Les limites de la tendance
Mais derrière ces chiffres encourageants se cachent des fragilités persistantes.
• La Tunisie demeure fortement dépendante des importations pour son approvisionnement en céréales, carburants et biens de consommation.
• Les subventions continuent de masquer le vrai coût de nombreux produits stratégiques, créant un décalage entre inflation “officielle” et ressenti des ménages.
• Le pouvoir d’achat reste mis à mal par la stagnation des salaires, alors que de nombreuses familles consacrent plus de 40 % de leurs revenus à l’alimentation.
Du côté des entreprises, le coût du crédit demeure élevé, freinant l’investissement, particulièrement pour les PME déjà fragilisées par un accès difficile au financement bancaire.
Impact pour les ménages et les entreprises
Pour les citoyens, cette accalmie représente un soulagement partiel : le panier alimentaire connaît une hausse plus modérée, ce qui se traduit par une respiration pour les budgets familiaux.
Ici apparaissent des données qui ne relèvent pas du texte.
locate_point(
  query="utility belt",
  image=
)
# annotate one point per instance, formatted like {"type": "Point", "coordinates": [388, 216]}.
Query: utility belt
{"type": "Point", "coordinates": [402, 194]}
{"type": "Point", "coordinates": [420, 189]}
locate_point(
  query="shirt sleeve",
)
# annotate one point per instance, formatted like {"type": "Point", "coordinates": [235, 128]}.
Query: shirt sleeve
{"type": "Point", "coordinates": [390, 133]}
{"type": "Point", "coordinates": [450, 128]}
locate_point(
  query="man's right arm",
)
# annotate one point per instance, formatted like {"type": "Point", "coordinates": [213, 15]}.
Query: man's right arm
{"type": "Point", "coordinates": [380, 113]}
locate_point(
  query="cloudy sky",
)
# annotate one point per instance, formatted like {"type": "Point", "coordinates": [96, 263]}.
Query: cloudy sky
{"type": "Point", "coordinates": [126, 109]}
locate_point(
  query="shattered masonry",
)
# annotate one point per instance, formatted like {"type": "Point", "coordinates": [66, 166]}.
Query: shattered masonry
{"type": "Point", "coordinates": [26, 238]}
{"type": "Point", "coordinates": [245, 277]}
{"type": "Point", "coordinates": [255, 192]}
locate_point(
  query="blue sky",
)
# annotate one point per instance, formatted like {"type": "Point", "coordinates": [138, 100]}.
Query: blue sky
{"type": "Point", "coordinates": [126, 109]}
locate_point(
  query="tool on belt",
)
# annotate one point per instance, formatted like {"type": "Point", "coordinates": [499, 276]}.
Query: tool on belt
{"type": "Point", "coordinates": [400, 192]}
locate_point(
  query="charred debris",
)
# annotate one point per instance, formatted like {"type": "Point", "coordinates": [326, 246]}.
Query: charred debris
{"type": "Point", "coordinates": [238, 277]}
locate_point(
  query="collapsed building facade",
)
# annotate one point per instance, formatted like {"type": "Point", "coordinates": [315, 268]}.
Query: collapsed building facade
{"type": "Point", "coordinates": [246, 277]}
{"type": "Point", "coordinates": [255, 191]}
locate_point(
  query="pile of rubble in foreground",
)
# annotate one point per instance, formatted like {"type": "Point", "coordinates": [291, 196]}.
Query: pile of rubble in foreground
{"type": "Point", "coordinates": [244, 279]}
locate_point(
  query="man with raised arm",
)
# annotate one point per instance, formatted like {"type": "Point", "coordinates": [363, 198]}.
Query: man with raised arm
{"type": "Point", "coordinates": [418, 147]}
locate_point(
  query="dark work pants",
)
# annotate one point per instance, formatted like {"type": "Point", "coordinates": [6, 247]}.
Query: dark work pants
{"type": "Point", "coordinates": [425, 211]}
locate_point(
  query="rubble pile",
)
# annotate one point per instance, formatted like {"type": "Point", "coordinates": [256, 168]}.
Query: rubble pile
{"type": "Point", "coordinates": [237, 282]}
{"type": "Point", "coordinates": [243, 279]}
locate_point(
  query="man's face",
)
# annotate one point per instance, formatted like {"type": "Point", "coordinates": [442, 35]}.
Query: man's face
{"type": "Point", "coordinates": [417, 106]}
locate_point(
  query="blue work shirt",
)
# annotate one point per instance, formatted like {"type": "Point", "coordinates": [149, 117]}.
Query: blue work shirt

Mais les loyers, les frais scolaires et les services continuent de peser lourd.
Pour les entreprises, notamment dans l’industrie et le commerce, la baisse de l’inflation se traduit par une meilleure visibilité et un ralentissement de la hausse des intrants. Toutefois, beaucoup estiment que sans réforme fiscale et sans amélioration du climat des affaires, l’impact restera limité.
Vers un tournant structurel ?
La grande question demeure : cette baisse marque-t-elle un tournant durable, ou n’est-elle qu’une parenthèse conjoncturelle ? Les économistes sont partagés. Certains y voient le signe que la BCT a réussi son pari de stabilisation monétaire. D’autres rappellent que la Tunisie reste exposée aux chocs extérieurs : une hausse des cours du pétrole ou une mauvaise récolte pourraient rapidement inverser la tendance.
Une opportunité politique et économique
Pour le gouvernement, cette embellie statistique pourrait servir d’argument politique, notamment face aux critiques sur la cherté de la vie. Mais elle doit surtout être l’occasion d’accélérer les réformes : rationalisation des subventions, relance de la production locale, amélioration de la logistique et lutte contre l’économie informelle.
En somme, la baisse de l’inflation est une fenêtre d’opportunité : encore faut-il savoir l’utiliser pour bâtir une stabilité durable.